While I certainly know the output of Greg Russell & Ciaran Algar pretty well these days I was not familiar with Luke Jackson’s work at all. Jackson walks on to the stage and rich, bluesy, distinctive vocals immediately fill the room. With some dexterous guitar playing he gives a rootsy, acoustic blues feel to the contemporary singer-songwriter genre and is an immediate hit with the Cecil Sharp audience.
His often highly personal songs cover a range of topics on the trials and tribulations of modern life, from popping pills, drinking and fighting in Ain’t No Trouble, to the desperation of young suicide in the hauntingly beautiful That’s All Folks. Jackson is a prolific songwriter with three CDs of his material released already. A number of tonight’s songs are available on his excellent and highly listenable mini-album: This Family Tree. (Details here)
Greg Russell and Ciaran Algar then join Jackson on stage to provide lovely added harmonies on his final song. And after a short interval Russell and Algar return, sans Jackson, and we move from contemporary singer-songwriter to traditional folk duo. Winning the BBC’s Young Folk Award in 2013 (the same year Luke Jackson was a runner-up, incidentally, and how they first met) the duo appeared to arrive fully formed with an incredible degree of musical maturity at an impossibly young age. But they’ve continued to go from strength to strength and are now on to their third album. Russell’s rich and expressive voice simply oozes with character and passion while Algar’s fiddle-playing, always delivered with exquisite perfection, veers from the wildly energetic to the beautifully sensitive.

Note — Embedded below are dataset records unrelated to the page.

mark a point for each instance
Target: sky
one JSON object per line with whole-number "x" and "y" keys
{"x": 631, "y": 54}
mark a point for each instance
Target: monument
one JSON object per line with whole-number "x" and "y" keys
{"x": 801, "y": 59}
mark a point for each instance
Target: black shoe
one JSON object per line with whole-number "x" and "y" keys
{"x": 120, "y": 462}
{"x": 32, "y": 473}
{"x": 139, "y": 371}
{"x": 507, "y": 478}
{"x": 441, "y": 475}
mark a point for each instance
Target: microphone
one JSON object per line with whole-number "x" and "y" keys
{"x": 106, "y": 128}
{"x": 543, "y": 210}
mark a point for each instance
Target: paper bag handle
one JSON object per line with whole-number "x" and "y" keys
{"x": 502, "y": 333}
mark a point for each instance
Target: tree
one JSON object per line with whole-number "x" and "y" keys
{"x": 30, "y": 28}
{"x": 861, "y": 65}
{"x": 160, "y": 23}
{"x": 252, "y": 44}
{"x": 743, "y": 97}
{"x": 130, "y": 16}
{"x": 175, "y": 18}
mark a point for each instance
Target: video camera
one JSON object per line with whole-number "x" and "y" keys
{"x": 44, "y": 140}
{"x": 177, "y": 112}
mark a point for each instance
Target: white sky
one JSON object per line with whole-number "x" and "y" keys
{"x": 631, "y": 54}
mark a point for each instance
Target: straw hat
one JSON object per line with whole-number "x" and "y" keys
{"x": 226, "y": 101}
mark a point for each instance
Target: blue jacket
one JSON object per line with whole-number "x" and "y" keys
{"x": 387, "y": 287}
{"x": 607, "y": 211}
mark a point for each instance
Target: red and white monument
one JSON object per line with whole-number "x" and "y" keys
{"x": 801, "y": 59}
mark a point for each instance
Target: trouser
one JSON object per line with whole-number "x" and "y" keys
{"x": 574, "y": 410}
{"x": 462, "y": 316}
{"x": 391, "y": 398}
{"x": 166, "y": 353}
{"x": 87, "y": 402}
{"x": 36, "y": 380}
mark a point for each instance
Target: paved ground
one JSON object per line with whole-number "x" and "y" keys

They are touring in support of their new album The Silent Majority, released just last month, and we get to hear a number of songs from that tonight including the title track itself, a cover of the Lionel McClelland song which serves as a warning of the tragedies that unfold when “the silent majority stays silent”. Another highlight is George, a great Glasgow-based drinking song, as well as a beautiful version of Rolling Down The Ryburn. It’s not just about the new album though and we also get some well-chosen favourites from their first two albums including The Queen’s Lover, written when a 17 year-old Russell was studying for his history AS level, and Away From The Pits, written by Ciaran Algar’s father, Chris, a homage to his native Stoke On Trent.
Luke Jackson, who was joined by Russell and Algar for the final song of his set, returns the favour and comes back on to accompany the duo for their last song: three talented musicians, two very different acts but one highly entertaining evening. Another very successful night for Cecil Sharp House.